The triple (a,b,c) indicates the size of three heaps.
Under this extra rule, (2,4,5) is one of the losing positions for the next player.
- Alice moves to (2,4,3)
- Bob moves to (0,4,3)
- Alice moves to (0,2,3)
- Bob moves to (0,2,1)
Unlike ordinary three-heap Nim, (0,1,2) and its permutations are the end states of this game.
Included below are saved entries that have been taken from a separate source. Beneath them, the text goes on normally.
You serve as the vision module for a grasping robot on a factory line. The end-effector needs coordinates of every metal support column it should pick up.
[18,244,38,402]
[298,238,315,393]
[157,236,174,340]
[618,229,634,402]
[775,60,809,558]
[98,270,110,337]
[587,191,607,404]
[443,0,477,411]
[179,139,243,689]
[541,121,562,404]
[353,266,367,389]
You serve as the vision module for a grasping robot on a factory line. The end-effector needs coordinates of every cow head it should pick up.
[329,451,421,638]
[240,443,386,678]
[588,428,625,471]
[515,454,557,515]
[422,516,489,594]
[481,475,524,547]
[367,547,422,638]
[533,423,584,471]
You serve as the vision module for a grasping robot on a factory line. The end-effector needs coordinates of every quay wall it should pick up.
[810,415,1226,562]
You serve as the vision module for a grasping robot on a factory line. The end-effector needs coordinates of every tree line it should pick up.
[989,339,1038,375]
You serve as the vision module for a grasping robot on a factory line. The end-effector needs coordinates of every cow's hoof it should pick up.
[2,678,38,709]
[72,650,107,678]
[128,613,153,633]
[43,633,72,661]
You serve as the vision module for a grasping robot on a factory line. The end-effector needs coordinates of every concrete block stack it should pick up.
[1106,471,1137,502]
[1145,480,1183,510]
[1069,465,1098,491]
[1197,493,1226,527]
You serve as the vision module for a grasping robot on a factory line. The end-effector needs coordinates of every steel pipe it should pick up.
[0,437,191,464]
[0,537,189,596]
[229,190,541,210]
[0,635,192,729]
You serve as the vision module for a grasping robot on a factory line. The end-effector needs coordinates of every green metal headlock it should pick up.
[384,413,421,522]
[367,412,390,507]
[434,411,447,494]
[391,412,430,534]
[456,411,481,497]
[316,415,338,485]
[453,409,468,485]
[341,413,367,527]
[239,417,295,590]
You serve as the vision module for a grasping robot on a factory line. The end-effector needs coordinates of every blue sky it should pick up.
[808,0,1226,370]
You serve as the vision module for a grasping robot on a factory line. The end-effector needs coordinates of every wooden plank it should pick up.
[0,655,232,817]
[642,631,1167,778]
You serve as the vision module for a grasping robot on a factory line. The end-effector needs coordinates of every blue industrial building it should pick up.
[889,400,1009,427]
For an integer N, we define F(N) as the sum of a+b+c for all the losing positions for the next player, with 0 < a < b < c < N.
For example, F(8) = 42, because there are 4 losing positions for the next player, (1,3,5), (1,4,6), (2,3,6) and (2,4,5).
We can also verify that F(128) = 496062.
Find the last 9 digits of F(1018).
对于一个整数N和所有满足0 < a < b < c < N的必败局面(a,b,c)，记所有a+b+c的和为F(N)。
例如 F(8) = 42，因为满足上述条件的必败局面共有4组，分别是(1,3,5)，(1,4,6)，(2,3,6)和(2,4,5)。
我们同样也可以验证 F(128) = 496062。